A large juicy steak,

A bowl of bright red strawberrys

A Capsicum pulled directly out of the cool fridge.

 

Complicated meals are necessary for restaurants to pull in customers by offering what may otherwise be too much effort to enjoy at home.

And they present these foods, in every from of advertisement they can!

Hamburgers on billboards!

Pizza on your TV!

The smell of fried Chicken in the air!

 

It is no wonder that with such constant exposure since birth we consider a proper meal in this country to be equally extravagant in preparation and inorganic in ingredients.
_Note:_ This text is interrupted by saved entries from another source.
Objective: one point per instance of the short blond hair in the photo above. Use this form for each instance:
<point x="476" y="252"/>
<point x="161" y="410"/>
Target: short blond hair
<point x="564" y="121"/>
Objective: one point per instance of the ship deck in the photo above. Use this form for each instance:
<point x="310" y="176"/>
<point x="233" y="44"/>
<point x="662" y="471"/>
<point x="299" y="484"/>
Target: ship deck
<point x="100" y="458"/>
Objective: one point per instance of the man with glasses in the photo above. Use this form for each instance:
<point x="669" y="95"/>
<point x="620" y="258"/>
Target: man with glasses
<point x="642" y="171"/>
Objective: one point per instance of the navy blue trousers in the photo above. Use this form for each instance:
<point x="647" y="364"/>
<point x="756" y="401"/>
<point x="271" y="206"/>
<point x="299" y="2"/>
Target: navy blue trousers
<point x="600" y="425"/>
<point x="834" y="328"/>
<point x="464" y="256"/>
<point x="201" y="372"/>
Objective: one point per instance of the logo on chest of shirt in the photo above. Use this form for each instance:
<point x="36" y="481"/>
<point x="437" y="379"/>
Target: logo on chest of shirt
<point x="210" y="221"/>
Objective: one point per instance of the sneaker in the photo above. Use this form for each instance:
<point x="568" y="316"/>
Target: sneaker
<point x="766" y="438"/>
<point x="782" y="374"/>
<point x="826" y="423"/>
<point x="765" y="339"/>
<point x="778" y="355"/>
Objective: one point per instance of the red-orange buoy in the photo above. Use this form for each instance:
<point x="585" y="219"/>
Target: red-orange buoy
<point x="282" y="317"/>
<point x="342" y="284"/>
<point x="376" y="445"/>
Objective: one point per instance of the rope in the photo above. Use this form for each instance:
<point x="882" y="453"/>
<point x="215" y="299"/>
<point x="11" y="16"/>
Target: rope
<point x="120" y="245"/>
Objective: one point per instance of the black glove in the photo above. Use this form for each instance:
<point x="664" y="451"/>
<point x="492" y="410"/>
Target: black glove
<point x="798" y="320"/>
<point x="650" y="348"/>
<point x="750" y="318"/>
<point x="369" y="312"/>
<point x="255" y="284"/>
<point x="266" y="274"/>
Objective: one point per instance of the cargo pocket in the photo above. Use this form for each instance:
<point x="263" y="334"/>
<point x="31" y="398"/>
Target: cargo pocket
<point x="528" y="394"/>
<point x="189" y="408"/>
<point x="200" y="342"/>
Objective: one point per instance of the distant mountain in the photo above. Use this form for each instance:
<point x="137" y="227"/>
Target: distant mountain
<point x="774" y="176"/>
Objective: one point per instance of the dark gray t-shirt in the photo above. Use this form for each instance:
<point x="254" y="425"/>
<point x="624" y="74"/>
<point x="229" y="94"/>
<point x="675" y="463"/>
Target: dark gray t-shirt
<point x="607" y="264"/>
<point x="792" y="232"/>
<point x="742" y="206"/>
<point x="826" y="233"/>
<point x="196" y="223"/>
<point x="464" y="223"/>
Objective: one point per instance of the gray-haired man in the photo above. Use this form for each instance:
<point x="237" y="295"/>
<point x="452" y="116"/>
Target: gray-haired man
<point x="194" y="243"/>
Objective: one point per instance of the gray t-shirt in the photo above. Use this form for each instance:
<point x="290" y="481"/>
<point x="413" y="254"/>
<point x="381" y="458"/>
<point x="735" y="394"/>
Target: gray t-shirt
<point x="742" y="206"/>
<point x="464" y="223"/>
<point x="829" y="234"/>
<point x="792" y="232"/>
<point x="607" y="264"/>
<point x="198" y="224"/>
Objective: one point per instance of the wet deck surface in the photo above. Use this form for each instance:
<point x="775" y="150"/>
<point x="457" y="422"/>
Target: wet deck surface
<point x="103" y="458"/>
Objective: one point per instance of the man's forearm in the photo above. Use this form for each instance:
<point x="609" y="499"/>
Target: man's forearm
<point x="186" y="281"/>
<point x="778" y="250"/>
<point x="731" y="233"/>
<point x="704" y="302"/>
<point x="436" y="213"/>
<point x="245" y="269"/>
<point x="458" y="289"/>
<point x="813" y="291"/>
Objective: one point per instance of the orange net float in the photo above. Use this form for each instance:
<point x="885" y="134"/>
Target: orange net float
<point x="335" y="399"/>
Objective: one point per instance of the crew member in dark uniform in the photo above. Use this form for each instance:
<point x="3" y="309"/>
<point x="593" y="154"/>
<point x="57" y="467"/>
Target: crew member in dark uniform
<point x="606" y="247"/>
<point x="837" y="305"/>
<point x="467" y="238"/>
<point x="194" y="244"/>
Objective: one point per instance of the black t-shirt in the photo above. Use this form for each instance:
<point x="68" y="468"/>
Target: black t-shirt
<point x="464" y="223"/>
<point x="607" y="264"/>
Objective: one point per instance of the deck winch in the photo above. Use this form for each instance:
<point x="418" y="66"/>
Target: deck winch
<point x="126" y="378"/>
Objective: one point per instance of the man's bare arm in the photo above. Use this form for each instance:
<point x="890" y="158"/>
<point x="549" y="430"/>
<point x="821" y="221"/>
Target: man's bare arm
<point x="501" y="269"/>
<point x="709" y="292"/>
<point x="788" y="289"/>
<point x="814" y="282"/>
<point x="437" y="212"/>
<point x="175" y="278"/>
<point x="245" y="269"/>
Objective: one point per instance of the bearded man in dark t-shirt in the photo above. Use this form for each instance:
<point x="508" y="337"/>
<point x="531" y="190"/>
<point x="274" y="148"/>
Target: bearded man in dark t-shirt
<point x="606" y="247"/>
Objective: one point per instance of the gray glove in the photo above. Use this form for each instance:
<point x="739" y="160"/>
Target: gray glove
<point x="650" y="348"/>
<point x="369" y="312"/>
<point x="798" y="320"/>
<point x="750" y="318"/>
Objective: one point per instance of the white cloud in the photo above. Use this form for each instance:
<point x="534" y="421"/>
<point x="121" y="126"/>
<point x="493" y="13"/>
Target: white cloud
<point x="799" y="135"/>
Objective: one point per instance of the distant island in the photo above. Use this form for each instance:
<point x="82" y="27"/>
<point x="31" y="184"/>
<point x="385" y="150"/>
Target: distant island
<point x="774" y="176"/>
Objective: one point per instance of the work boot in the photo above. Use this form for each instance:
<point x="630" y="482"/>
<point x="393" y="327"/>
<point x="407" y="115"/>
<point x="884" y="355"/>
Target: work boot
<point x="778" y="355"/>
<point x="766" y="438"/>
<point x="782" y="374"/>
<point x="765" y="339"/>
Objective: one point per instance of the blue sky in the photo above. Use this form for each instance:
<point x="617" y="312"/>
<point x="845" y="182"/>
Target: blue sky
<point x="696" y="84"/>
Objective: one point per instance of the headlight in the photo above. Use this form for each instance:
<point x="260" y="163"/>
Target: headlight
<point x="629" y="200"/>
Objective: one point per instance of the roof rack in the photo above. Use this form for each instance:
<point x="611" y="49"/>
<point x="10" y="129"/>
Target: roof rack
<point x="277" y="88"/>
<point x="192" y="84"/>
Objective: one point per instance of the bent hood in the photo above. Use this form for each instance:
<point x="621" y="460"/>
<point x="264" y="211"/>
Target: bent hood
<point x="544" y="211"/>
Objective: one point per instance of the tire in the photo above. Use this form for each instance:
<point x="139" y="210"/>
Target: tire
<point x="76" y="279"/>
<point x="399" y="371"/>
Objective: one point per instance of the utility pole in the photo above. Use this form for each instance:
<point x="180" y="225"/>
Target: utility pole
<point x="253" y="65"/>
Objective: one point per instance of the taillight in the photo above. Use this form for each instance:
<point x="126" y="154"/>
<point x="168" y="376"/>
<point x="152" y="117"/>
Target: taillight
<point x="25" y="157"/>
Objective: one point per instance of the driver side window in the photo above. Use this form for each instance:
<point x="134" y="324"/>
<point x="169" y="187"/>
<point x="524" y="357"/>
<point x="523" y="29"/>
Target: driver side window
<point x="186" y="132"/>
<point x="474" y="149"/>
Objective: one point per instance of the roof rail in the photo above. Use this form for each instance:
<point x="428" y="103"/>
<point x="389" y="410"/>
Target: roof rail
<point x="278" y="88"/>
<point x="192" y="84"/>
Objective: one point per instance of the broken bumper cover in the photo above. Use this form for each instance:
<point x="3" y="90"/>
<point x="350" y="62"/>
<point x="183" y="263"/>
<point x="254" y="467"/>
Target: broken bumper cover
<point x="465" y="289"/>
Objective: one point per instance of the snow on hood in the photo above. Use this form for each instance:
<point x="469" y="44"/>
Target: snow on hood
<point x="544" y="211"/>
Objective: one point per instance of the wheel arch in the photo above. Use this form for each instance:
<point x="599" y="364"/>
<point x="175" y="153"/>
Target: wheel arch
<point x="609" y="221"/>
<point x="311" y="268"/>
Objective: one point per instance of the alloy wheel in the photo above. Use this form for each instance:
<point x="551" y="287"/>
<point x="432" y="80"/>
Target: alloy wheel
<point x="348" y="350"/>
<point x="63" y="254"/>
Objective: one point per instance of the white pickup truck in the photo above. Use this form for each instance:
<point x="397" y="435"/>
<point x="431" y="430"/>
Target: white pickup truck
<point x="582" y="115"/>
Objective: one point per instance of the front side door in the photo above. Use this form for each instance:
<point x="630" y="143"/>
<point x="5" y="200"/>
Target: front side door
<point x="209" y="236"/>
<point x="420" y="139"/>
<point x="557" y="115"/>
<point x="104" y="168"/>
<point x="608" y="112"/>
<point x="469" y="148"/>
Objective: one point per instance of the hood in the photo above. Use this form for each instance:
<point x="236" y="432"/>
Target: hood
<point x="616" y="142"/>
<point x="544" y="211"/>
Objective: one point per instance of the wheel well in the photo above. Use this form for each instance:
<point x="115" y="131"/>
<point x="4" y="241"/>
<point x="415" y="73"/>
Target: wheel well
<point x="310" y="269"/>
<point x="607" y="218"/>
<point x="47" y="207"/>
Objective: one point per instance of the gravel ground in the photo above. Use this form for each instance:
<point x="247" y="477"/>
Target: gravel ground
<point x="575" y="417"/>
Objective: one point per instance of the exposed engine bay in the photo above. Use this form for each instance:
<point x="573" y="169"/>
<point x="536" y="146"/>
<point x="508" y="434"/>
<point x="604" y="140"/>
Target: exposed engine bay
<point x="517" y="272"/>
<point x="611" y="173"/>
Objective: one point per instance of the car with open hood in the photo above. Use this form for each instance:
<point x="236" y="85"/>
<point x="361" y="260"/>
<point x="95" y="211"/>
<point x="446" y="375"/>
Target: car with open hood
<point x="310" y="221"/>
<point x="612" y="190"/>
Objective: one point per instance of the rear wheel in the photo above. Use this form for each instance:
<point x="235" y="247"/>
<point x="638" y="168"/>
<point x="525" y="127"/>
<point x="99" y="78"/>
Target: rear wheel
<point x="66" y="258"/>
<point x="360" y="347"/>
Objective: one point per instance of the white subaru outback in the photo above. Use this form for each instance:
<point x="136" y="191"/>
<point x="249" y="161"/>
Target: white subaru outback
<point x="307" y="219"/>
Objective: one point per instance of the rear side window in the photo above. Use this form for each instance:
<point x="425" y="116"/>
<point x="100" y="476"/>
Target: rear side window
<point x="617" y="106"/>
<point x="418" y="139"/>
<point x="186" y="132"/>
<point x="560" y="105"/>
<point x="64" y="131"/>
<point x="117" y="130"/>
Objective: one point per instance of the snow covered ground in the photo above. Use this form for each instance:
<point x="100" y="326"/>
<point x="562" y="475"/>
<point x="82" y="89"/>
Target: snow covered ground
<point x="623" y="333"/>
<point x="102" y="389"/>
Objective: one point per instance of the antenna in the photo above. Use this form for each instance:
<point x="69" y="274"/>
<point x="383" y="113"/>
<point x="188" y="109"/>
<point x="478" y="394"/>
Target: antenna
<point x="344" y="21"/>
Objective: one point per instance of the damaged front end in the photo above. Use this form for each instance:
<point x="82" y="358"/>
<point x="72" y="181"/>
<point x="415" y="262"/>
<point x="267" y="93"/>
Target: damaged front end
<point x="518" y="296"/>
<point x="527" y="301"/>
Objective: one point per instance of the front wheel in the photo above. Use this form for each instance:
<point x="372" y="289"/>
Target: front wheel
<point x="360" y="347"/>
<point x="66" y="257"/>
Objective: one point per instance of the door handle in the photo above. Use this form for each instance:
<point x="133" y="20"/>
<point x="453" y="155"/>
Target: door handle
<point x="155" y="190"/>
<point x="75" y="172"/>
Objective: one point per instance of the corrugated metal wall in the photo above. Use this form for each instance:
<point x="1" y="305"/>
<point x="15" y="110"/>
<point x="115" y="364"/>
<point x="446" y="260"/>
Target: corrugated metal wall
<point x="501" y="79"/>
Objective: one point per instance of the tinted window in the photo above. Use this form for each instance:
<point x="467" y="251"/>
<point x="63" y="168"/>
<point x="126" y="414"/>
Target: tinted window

The average American supposedly eats out 4-5 times a week, and from what I have seen working in a market place for almost a year, the average American also buys so many prepared foods, favoring convenience over nutritional value. 

But this convenience is an illusion!

I can in five to ten minutes have prepared a healthy delicious meal

Steak and broccoli

Chicken in a Capsicum

Ground beef with zucchini and tomatoes

and in no minutes at all I can enjoy a healthy snack by grabbing a vegetable, fruit, or leftover cooked meat of my choosing.

 

But often I will focus on a single flavor say ground turkey and pair it with various seasonings.

Were our bodies not adapted to eat in this way? To find a food source and consume it to our satisfaction?

 

Water is another subject worth questioning. I doubt we sat down by the water hole. sipping from the river as we ate a hearty plate of finely chopped bison with a days variety of vegetables.

Simply the act of drinking water dilutes the digestive juices and certainly does not aid digestive juices hard at work. Pre-agricultural man obtained most of his water from the food he ate.

The reason why we drink so much water is the fault of our unnaturally high carbohydrate diets

Seriously: http://ajpregu.physiology.org/content/266/3/R682.abstract

There is no evidence that drinking 8 glasses a day does anything of value, so feel free to drink only when you are actually thirsty.